Chrysler Group LLC filed for an initial public offering, a move that may ultimately help resolve a dispute between Fiat SpA and the United Auto Workers over the U.S. carmaker’s value as Sergio Marchionne seeks to merge the companies.
The shares are being offered by a UAW retiree health-care trust, or VEBA, which owns the 41.5 percent of Chrysler not held by Turin-based Fiat, according to a regulatory filing yesterday. The offering is for $100 million of stock, an amount used to calculate fees that may change.

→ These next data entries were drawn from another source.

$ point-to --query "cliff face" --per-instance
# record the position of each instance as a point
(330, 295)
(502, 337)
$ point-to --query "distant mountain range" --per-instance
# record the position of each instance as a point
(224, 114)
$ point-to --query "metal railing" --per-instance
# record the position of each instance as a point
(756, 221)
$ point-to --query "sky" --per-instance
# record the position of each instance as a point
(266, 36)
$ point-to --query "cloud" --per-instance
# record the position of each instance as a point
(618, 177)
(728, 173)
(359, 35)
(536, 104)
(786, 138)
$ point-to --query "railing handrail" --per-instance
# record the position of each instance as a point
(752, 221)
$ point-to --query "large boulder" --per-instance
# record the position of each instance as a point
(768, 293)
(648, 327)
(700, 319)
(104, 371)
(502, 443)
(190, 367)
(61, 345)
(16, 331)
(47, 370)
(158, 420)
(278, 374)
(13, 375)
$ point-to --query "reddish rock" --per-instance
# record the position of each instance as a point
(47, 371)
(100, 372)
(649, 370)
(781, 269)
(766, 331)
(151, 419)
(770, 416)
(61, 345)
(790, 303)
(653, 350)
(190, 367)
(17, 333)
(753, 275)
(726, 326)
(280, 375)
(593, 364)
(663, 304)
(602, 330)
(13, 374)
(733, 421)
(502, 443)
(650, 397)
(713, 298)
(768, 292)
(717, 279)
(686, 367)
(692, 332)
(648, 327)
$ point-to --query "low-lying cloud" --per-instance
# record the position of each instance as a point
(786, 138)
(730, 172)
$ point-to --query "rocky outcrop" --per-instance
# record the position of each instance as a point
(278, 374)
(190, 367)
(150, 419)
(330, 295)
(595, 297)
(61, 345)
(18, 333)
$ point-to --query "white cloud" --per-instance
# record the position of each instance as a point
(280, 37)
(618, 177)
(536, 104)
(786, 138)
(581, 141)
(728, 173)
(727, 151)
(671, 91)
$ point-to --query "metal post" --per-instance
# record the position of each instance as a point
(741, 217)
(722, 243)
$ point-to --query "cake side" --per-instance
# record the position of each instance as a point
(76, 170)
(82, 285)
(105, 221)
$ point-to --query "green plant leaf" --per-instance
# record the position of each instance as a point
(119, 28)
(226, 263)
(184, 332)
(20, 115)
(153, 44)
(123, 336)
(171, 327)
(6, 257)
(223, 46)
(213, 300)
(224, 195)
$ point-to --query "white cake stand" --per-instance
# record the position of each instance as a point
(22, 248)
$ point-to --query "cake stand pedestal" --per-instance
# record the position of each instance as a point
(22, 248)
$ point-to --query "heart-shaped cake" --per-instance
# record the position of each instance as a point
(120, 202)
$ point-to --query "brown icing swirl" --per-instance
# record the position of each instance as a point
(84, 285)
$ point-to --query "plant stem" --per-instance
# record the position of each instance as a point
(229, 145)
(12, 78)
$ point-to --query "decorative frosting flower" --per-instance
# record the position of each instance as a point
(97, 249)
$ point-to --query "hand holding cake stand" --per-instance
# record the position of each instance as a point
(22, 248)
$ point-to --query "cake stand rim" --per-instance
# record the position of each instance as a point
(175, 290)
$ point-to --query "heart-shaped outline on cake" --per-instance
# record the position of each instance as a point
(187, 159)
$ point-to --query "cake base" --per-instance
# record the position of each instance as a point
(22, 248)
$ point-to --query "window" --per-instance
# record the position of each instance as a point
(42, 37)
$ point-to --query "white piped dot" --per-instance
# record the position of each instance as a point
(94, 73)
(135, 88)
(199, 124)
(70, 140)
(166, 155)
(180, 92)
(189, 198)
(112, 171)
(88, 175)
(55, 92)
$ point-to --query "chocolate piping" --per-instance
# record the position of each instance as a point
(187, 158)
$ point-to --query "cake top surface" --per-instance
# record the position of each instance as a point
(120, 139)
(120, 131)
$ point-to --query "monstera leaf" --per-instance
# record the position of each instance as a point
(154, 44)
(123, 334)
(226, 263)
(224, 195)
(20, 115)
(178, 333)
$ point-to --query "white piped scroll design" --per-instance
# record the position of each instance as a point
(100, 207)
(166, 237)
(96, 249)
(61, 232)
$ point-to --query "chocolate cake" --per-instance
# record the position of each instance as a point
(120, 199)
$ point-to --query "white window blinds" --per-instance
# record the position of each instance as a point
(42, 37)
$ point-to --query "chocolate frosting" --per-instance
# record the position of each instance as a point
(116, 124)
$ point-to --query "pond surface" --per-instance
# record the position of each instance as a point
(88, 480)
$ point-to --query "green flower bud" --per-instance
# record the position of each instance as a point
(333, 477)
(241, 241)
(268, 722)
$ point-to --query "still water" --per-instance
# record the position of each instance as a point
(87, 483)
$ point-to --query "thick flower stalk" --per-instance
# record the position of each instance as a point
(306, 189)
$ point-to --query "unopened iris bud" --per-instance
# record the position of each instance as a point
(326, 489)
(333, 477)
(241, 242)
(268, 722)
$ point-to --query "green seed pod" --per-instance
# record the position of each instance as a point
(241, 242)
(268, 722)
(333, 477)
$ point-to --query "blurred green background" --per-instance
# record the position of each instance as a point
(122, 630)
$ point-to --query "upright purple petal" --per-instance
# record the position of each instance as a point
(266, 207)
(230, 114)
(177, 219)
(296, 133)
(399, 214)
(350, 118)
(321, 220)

Marchionne, chief executive officer of both Fiat and Chrysler, wants to merge the two carmakers to create a global player with the scale to compete with industry leaders Toyota Motor Corp., General Motors Co. and Volkswagen AG. Fiat and the VEBA, locked in a dispute over the value of the company, are now turning to public-market investors to assess how much the Italian carmaker should pay to consolidate the companies.
“They’re going to go through the motion of an IPO to come up with a market valuation on Chrysler,” said Richard Hilgert, an analyst with Morningstar Inc. in Chicago. “Then the UAW VEBA is going to use this as a basis for negotiations with Fiat to determine what price Fiat should pay for the UAW’s stake.”
Voluntary employee beneficiary associations, called VEBAs for short, are responsible for health care for retired union members. Chrysler’s VEBA is seeking a price for its stake that is at least $1 billion more than Fiat wants to pay.
Marchionne, 61, has spent the past four years seeking to unify the companies. Buying the trust’s stake will help Fiat access Chrysler’s cash, which totaled $12.2 billion at the end of June, filings show. That could help fund a turnaround in Europe, where Fiat is losing money and market share.
Marchionne said this month that the UAW’s trust “should buy a ticket for the lottery” if it wants to get at least $5 billion for its holding. Fiat has the right to buy the entire stake for $4.25 billion, plus 9 percent annual interest calculated from January 2010. The trust received the holding as part of Chrysler’s government-backed bankruptcy in 2009.
Fiat has already exercised options to buy 10 percent of Chrysler from the VEBA and has rights to buy an additional 6.6 percent next year. Fiat has yet to take possession of the holding as the two sides fight in court over the price of the stake.
“This is a way to try to determine what a potential fair value might be,” said Matthew McCormick, a Cincinnati-based fund manager at Bahl & Gaynor Inc. that doesn’t hold Fiat in the $9.6 billion of assets it oversees. “However there are a lot of moving parts before that fair value is determined.”
JPMorgan Chase & Co. is managing the IPO, yesterday’s filing shows. The health-care trust is selling all of the shares in the offering, and neither Auburn Hills, Michigan-based Chrysler nor Fiat will receive any proceeds from the sale. Chrysler will change its name to Chrysler Group Corp. before the IPO, according to the filing.
Ron Bloom, now a Lazard Ltd. vice chairman, will assist Marchionne in trying to strike a deal with the trust, people famliar with the matter said this month. The adviser represented the U.S. Treasury Department four years ago in talks that led to Marchionne’s Fiat taking control of Chrysler from the government.
Bloom became President Barack Obama’s top manufacturing adviser after the U.S.’s auto bailouts in 2009 that saved GM and Chrysler. Before joining the bailout team, Bloom was an adviser to the United Steelworkers union and a manufacturing specialist at Hamilton, Bermuda-based Lazard.
Merging with Chrysler would allow Fiat to tighten cooperation among the brands of both companies.
Fiat already relies on Chrysler to sustain the group’s profit amid losses in Europe, where the car market is on pace to fall a sixth straight year to the lowest since region-wide record keeping began in 1990. Group net income, including minority holdings, totaled 1.41 billion euros ($1.9 billion) in 2012. Without Chrysler, Fiat would have posted a 1.04 billion- euro loss.
Fiat started accumulating Chrysler stock in June 2009 as part of the government and labor-union bailout of the U.S. carmaker, which was losing as much as $100 million a day at the time. Rather than paying cash for the initial 20 percent holding and subsequent 15 percent stake, Fiat provided management experience and technology and helped Chrysler meet various performance milestones, such as developing models.